Sunday, August 10, 2008

FOOLPROOF CONTINGENCY

What will we do if we don't like cruising?
What will we do if we don't like each other?
... if I get scared?
... if I don't have enough sailing experience?
... if we don't get the right boat?
... if we don't like the boat?
... if we don't have enough money?
... if we're not comfortable living on the boat?
... if the boat sinks?
... if a giant sea squid comes out of the deep and starts screaming at us in Sanskrit?
... if we run aground on an uncharted island with Amelia Earhart and Tom Hanks?

One time my friend Beth and I were setting out on a road trip across the country. Our loosely cobbled plan was to meander from Texas to North Carolina and spend the winter living at the beach.

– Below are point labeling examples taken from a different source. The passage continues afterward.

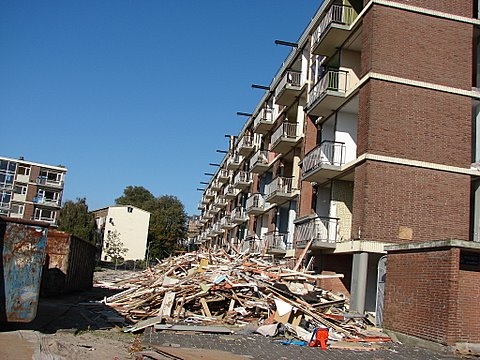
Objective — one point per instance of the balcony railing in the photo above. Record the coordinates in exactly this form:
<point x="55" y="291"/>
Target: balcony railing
<point x="323" y="230"/>
<point x="45" y="201"/>
<point x="41" y="180"/>
<point x="220" y="201"/>
<point x="226" y="222"/>
<point x="279" y="185"/>
<point x="277" y="242"/>
<point x="246" y="145"/>
<point x="285" y="131"/>
<point x="337" y="14"/>
<point x="242" y="180"/>
<point x="328" y="152"/>
<point x="259" y="161"/>
<point x="223" y="175"/>
<point x="263" y="121"/>
<point x="256" y="204"/>
<point x="234" y="161"/>
<point x="332" y="80"/>
<point x="291" y="78"/>
<point x="239" y="215"/>
<point x="230" y="191"/>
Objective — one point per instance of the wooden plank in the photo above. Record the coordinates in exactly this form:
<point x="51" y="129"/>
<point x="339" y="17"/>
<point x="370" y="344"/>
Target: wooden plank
<point x="205" y="307"/>
<point x="167" y="304"/>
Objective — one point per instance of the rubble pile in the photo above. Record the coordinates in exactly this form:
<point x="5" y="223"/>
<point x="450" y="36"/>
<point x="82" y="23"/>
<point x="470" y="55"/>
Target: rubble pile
<point x="219" y="292"/>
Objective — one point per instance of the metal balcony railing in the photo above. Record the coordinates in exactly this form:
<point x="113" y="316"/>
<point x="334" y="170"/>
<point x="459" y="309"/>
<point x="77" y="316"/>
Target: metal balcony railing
<point x="264" y="116"/>
<point x="256" y="201"/>
<point x="277" y="241"/>
<point x="337" y="14"/>
<point x="291" y="77"/>
<point x="286" y="130"/>
<point x="321" y="228"/>
<point x="239" y="214"/>
<point x="328" y="152"/>
<point x="260" y="157"/>
<point x="279" y="185"/>
<point x="334" y="80"/>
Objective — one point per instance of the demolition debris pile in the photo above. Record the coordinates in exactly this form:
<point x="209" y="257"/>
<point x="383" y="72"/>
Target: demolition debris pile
<point x="221" y="291"/>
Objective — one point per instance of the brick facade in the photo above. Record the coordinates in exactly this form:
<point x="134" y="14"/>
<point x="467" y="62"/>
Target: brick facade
<point x="391" y="201"/>
<point x="427" y="296"/>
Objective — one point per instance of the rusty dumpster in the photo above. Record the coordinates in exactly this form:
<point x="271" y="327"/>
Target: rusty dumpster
<point x="23" y="252"/>
<point x="69" y="264"/>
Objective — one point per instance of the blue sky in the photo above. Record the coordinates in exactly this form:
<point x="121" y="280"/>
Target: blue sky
<point x="138" y="92"/>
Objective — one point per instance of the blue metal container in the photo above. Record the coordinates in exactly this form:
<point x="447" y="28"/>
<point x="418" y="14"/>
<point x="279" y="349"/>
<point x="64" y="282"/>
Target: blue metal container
<point x="23" y="253"/>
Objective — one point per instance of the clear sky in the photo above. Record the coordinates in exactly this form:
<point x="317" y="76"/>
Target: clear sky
<point x="137" y="92"/>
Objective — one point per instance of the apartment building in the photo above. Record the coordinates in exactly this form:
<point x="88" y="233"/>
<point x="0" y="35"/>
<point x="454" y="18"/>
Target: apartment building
<point x="365" y="150"/>
<point x="30" y="190"/>
<point x="129" y="223"/>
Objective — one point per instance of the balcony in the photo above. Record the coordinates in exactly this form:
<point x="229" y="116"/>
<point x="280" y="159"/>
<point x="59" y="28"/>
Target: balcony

As we were leaving Austin, she went into a meltdown.

"What will we do if we can't find a place to live? What will we do if we run out of money? What will we do if everything goes wrong? What'll we do?" her voice getting more panicky with each what if.

I turned to her and said, "um, something else?"

It's always good to have a backup plan.

TODAY'S ACCOMPLISHMENTS:
--another round of sanding on the toe rails
--came to the realization that we have to bleach all the teak
--sold two more things on Ebay -- and they're very small. YAY.
--glued the couch back together after a summer of teenagers
--cleaned out the cockpit locker on Isabella

Friday, August 8, 2008

BLAME IT ON AUGUST


Some weeks are easier than others. Chip and I have a life condition we call "being in the stream." It's when the future unfolds before you like a yellow brick road, a Disney moment when the whole world is in concert, the path ahead is obvious, smooth, even glorious. Little birds float around our heads singing, rainbows light our path. All the signs and flowers point the same way.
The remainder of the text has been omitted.